Home > Article > Backend Development > Python crawler entry-level identification verification code
Preliminary situation: The content mentioned in this article was done by the blogger during the last summer vacation. I never settled down enough to write down my thoughts on paper. Fortunately, I have more free time during this holiday, so I thought I could I can write as much as I want, so this article is here.
I won’t say much about the introduction of verification codes. Various verification codes appear from time to time in people’s lives. As a student of Northeastern University, the blogger has the most daily contact with academic affairs. The system verification code is here.
Dongda’s verification code has been complained by students. It is too difficult to enter. It is not only case-sensitive, but sometimes you have entered it correctly, but an error message appears. At this time, prohibits your left-click copying
Maybe it's time to pop up.
(However, the Academic Affairs Office changed the content of the verification code in the 201Python crawler entry-level identification verification code-17 academic year to make it more convenient for humans to operate.)

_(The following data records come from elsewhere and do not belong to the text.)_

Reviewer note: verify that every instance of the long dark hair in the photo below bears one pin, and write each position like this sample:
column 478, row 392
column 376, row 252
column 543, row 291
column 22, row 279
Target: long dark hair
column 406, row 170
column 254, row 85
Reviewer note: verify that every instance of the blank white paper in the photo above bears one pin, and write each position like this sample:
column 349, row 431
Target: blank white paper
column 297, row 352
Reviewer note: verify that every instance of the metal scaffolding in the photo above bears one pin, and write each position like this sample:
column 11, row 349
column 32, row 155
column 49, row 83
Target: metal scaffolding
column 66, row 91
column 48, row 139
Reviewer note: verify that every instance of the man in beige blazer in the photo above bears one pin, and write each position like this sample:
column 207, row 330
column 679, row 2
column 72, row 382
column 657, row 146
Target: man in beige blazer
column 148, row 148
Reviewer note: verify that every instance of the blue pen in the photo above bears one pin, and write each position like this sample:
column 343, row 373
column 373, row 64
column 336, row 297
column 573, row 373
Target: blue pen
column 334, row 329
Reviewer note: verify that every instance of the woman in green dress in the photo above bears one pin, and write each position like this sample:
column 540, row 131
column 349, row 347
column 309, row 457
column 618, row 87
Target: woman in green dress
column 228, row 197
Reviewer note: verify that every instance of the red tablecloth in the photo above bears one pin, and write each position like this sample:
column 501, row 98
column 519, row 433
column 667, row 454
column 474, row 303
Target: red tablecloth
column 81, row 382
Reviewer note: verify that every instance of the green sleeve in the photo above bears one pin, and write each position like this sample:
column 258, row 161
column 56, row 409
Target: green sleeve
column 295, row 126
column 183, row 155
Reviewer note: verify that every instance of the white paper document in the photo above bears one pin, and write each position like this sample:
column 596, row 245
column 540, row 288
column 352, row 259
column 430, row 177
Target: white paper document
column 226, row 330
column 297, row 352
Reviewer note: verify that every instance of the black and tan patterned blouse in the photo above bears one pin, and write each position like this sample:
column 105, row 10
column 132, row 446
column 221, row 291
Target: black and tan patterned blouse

It can be seen that the verification code of the Academic Affairs Office is very There are rules, and the size, position, shape, etc. of each letter and number are fixed, which is suitable for beginners with no foundation to identify verification codes.
Simulated login has complicated steps. Here, regardless of other operations, we are only responsible for returning an answer string based on an input verification code image.
We know that the verification code will make the picture colorful in order to create interference, and we first need to remove these interferences. This step requires continuous experimentation, enhancing the color of the picture, increasing the contrast, etc. can help.
After various operations on the pictures, I finally found a more perfect solution for removing interference. It can be seen that after removing the interference, under optimal circumstances, we will get a very pure black and white character picture. There are four characters in a picture. It is impossible to recognize all four characters at once. The picture needs to be cropped so that each small picture has only one character, and then each picture is recognized separately.
#The next step is to recognize the text, we First, convert the obtained small picture into a matrix represented by 01, each matrix represents a character.For example, the matrix of the number six
num_Python crawler entry-level identification verification codePython crawler entry-level identification verification code[ 0,0,0,0,0,0,0,0,0,0,0,0,0, 0,0,0,0,0,0,0,0,0,0,0,0,0, 0,0,0,0,0,1,1,0,0,0,0,0,0, 0,0,0,0,1,1,1,0,0,0,0,0,0, 0,0,0,1,1,1,0,0,0,0,0,0,0, 0,0,0,1,1,0,0,0,0,0,0,0,0, 0,0,1,1,0,0,0,0,0,0,0,0,0, 0,0,1,1,0,0,0,0,0,0,0,0,0, 0,1,1,1,1,1,1,1,0,0,0,0,0, 0,1,1,1,1,1,1,1,1,0,0,0,0, 0,1,1,0,0,0,0,1,1,1,0,0,0, 0,1,1,0,0,0,0,0,1,1,0,0,0, 0,1,1,0,0,0,0,0,1,1,0,0,0, 0,1,1,1,0,0,0,1,1,1,0,0,0, 0,0,1,1,1,1,1,1,1,0,0,0,0, 0,0,0,1,1,1,1,1,0,0,0,0,0, 0,0,0,0,0,0,0,0,0,0,0,0,0, 0,0,0,0,0,0,0,0,0,0,0,0,0, 0,0,0,0,0,0,0,0,0,0,0,0,0, 0,0,0,0,0,0,0,0,0,0,0,0,0, ]Looking at it from a distance, you can still distinguish it if you squint.
Because the verification code of the Academic Affairs Office of Dongda University is very regular, and the position of each number is fixed, so there is no need to involve any machine learning algorithm. It is just a simple matrix comparison. Just find the matrix with the highest similarity among all the implemented matrices. There are various comparison methods here. Anyway, as long as the data is simple and can be correctly identified.